Films | Movie Reviews | FILM – LETTERS TO JULIET – Review


Posted by Editor on October 23, 2010 | No Comments


PRODUCER – Ellen Barkin, Mark Canton, Eric Feig, Caroline Kaplan

DIRECTOR – Gary Winick

WRITER – Jose Rivera,Tim Sullivan

CAST – Amanda Seyfried, Christopher Egan, Gael García Bernal, Vanessa Redgrave

MUSIC – Andrea Guerra

Love stories have a few beliefs set in stone. That believers in love are forever moon-struck and looking for romance in every little stone and that non-believers will be transformed for life by the simple magic touch of love. In keeping with the stereotype Sophie is a sensitive romantic with lights in her eyes and Charlie is the cynic, preferring to call himself a ‘realist’. His grandmother’s love-story brings them together in what is meant to be a love story as enduring as Romeo and Juliet’s. The outcome? Something that meanders between warm and lukewarm…

The film is set in romantic Italy, Verona to be specific. The land of Juliet and Romeo. Yes, in that order because in the legendary house of the Capulets lives a tradition where love-torn hearts write letters to Juliet for advice and her secretaries reply with as much passion and belief as Juliet would have. On a pre-marriage honeymoon with her fiancé, Sophie finds herself alone and amongst this group of ‘love-workers’. Enticed, she joins them and happens to answer an unanswered letter of fifty years ago, imploring the lady to find her lover if she truly loved him. This happens to be Charlie’s grandmother and hence starts the tale of finding romance in Juliet’s Verona.

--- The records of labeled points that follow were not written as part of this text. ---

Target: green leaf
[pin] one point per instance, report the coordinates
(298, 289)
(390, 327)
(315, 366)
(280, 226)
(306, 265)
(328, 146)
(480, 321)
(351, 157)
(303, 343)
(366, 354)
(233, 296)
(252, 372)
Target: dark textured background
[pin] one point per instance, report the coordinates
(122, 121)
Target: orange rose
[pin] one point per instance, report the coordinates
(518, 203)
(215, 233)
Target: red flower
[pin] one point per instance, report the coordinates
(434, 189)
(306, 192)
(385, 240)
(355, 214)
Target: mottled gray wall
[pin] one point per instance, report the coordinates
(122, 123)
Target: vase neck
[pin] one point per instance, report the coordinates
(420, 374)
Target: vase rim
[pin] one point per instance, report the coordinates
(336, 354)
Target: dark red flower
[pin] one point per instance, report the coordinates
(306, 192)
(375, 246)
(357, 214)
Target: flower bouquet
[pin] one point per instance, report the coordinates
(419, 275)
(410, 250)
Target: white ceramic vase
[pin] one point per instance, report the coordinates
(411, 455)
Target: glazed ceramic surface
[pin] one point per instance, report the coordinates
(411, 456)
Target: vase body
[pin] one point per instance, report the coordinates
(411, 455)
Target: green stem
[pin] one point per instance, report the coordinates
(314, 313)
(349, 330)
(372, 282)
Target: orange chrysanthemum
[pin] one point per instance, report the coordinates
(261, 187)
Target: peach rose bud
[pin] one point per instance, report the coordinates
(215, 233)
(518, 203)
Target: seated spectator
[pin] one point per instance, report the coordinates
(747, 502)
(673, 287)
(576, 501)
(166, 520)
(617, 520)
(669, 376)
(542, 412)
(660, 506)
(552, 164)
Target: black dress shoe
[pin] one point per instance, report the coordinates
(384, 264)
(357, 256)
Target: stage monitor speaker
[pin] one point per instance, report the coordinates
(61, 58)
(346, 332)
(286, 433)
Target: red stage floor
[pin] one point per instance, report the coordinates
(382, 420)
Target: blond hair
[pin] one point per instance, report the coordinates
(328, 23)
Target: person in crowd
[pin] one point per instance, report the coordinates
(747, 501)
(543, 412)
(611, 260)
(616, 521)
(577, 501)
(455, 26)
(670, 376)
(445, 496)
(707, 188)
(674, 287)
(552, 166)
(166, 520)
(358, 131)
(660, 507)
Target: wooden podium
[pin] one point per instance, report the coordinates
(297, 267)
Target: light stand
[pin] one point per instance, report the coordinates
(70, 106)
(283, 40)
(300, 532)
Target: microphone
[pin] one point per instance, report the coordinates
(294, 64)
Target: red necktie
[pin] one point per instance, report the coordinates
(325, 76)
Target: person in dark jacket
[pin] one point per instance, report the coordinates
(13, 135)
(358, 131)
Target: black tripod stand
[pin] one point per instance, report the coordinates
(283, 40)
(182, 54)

Fifty yeas back, Claire (Vanessa Redgrave) had loved Lorenzo (Remo Remotti) but not kept her promise. Fifty years hence she is back to look for him. Sophie joins her and her disapproving grandson Charlie on a search for finding her true love. In keeping with the love story formula, Sophie (Amanda Seyfried who with her pretty, blonde good looks and petite frame, makes for the Juliet-esque charm well) is in a relationship that is not working. Her fiancé Victor played by the versatile and ever-dependable Gael García Bernal is too busy for her and their worlds refuse to merge. Step in Charlie with his boyish charm and a hidden warm heart and the mix is just right.

Just that it’s not sizzling enough. The film sparkles with promise with its beautiful setting, simple characters and striking cinematography. Sun-filled frames brighten up the screen and Sophie’s eyes as much as the straight-forward screenplay and dialogue move things naturally. However, this straight-forward-ness limits the scope of the story as well as the emotions, leaving behind a tepid love story that could be found on any street of the world. A love story that did not need to invoke Juliet and her balcony for it.

It is true that love stories are like flowers, some lilies some passionate roses. But at the end of it, what is a love story that does not invoke passion and tears of belief in the elusive ‘dream-come-true’ most of us are waiting to believe in?